S O Y L U E D E B İ Y A T
Kuzey Rönesansı
Kuzey Rönesansı
XVI. yüzyıla girerken Hollanda’nın ardında, Almanya’nın aksine, Van Eyck ve ekolünün bıraktığı büyük bir resim geleneği vardır. XV. yüzyıl boyunca Felemenk ve Floransa sanatları —yani yüzyılın en önemli akımları— arasında karşılıklı değiş tokuş olmakla birlikte, bunların her biri temelde farklı bir dünya görüşünün damgasını taşır. Floransa, resim sanatının hümanizm idealini gerçekleştirmesi ve Rönesans estetiğini yaratmasına karşın, Hollandalı ressamlar dinsel geleneğe bağlı kalırlar ve Ortaçağ’ın çöküşüne hakim olan gerçekçiliği son noktasına dek götürürler. Ancak XV. yüzyıl sonlarında bu resim geleneği derin bir kriz yaşar ve XVI. yüzyıl başında, 1516’da ölen Hieronymus Bosch’un kişiliğinde somutlaşan kesin bir değişime uğrar.
Van Eyck’in sanatı büyük bir dinsel bağlılık içinde, tam olarak dingin bir ruhu yansıtır. Ressam, hiçbir şüphenin etkisi altında değildir; insanın ve doğanın ne olduğunu bildiğinden emin, onları sonsuz bir itinayla, en küçük detayına kadar ve hiç ulaşılmamış, olağanüstü bir zanaatçı bilimiyle resmeder. İnsan, onun tablolarına bakarken, dünyanın gerçekten de onun bize gösterdiği gibi Tanrı’nın ve göğün ışığıyla kutsanmış olduğuna inanmaya iten dayanılmaz bir dürtü hisseder. Cehennem düşüncesi Van Eyck’i hiç etkilemez ve ressam, yeryüzünde bir tür cennet gerçekleştirir.
1480 dolaylarında, Brugge’de moda olan büyük sanatçı Hans Memline’dir. Van Eyck’inki kadar dingin bir ruha sahip olan Memline’deki insan güzelliği duygusu ender bulunur, ancak eserlerinin sanatsal ve manevi değeri daha önceki ressamlarınkinden daha yüzeyseldir.
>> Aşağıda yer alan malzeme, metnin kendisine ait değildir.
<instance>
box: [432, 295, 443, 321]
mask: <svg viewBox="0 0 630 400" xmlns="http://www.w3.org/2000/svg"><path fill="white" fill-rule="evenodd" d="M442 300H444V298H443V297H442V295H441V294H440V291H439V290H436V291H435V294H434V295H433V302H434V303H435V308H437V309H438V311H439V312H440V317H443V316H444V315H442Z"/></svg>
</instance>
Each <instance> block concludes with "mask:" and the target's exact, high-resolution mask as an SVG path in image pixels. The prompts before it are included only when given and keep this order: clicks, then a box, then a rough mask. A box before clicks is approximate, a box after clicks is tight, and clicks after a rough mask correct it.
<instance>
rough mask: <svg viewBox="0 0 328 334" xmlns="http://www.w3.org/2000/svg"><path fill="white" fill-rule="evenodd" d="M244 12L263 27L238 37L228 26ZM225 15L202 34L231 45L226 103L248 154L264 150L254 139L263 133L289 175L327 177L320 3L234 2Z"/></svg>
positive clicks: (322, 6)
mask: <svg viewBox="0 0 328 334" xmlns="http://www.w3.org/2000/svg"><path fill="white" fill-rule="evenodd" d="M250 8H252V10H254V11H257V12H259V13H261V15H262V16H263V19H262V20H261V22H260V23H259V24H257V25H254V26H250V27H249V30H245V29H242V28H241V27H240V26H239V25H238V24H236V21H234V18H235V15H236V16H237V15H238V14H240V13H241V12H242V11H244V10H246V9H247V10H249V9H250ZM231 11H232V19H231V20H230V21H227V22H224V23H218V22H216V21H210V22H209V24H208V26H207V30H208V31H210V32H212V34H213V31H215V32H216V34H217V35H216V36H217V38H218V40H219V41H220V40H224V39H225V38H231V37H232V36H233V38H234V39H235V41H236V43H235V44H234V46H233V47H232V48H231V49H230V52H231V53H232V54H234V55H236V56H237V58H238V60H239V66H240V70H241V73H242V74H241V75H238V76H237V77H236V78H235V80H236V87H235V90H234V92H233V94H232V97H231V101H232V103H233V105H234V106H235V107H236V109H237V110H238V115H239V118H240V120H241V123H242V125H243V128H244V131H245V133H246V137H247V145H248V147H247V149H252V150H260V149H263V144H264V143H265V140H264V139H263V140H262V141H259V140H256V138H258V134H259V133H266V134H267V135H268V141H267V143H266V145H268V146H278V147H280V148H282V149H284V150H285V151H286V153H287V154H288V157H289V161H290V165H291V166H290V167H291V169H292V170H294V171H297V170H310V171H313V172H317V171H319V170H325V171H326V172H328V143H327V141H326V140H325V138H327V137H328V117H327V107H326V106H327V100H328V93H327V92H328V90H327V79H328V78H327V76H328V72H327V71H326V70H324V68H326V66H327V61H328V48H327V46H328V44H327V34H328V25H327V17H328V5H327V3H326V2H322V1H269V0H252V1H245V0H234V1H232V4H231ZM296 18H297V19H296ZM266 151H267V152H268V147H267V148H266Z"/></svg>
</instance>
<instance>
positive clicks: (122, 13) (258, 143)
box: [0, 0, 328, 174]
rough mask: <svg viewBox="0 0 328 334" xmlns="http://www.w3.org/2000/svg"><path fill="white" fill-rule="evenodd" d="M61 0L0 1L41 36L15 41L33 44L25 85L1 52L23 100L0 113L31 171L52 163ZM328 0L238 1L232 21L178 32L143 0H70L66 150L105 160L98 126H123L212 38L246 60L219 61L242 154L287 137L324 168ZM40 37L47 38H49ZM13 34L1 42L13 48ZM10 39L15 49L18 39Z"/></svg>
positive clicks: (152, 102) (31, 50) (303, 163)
1480’de Hieronymus Bosch da iş başındadır: İnsanoğlunda Tanrı’dan çok Şeytan’ı gören ve Meryem Ana’nın güzelliğini resimde sabitleştirmekten çok, kendi düş ve saplantılarını yansıtmaya çabalayan, ressamların en karamsarı.
Memline ile Bosch arasındaki bu karşıtlık, XV. yüzyıl sonunda Hollanda uygarlığının tüm etkinliklerinde de ortaya çıkar. Ticaret ve endüstrinin gelişmesiyle kentler de son derece zenginleşmişti. Brüksel’deki Bourgogne düklerinin sarayı Avrupa’nın en şatafatlılarındandı; kilise, simgeciliği, dogmaları ve çok kesin biçimlerle sınırlanmış kutsal resimlerinin uyumlu dengesi içinde mistik coşkusunu frenlemeyi biliyordu. Ancak öte yandan, sefalet ve açlık içindeki halk serserilik ve dilencilikle yaşıyordu; hali öyle acıklıydı ki hayır kurumların da reforma gidildi. Bunların yanı sıra, mistik gelenek çok güçlüydü; bu gelenek, Jean de Ruysbroek’ten (1293-1381) ve din adamlarının tutumunu eleştirip ahlaki ve dini yaşamda reformu savunan Gerard de Groote’den (1340-1384) güç alıyordu. De Groote, “Ortak Yaşam Kardeşleri” adı altında, din adamları ve laiklerden oluşan ve düşünceleriyle Reform hareketini ve sonuçlarını hazırlayan bağımsız bir derneğin de kurucusuydu.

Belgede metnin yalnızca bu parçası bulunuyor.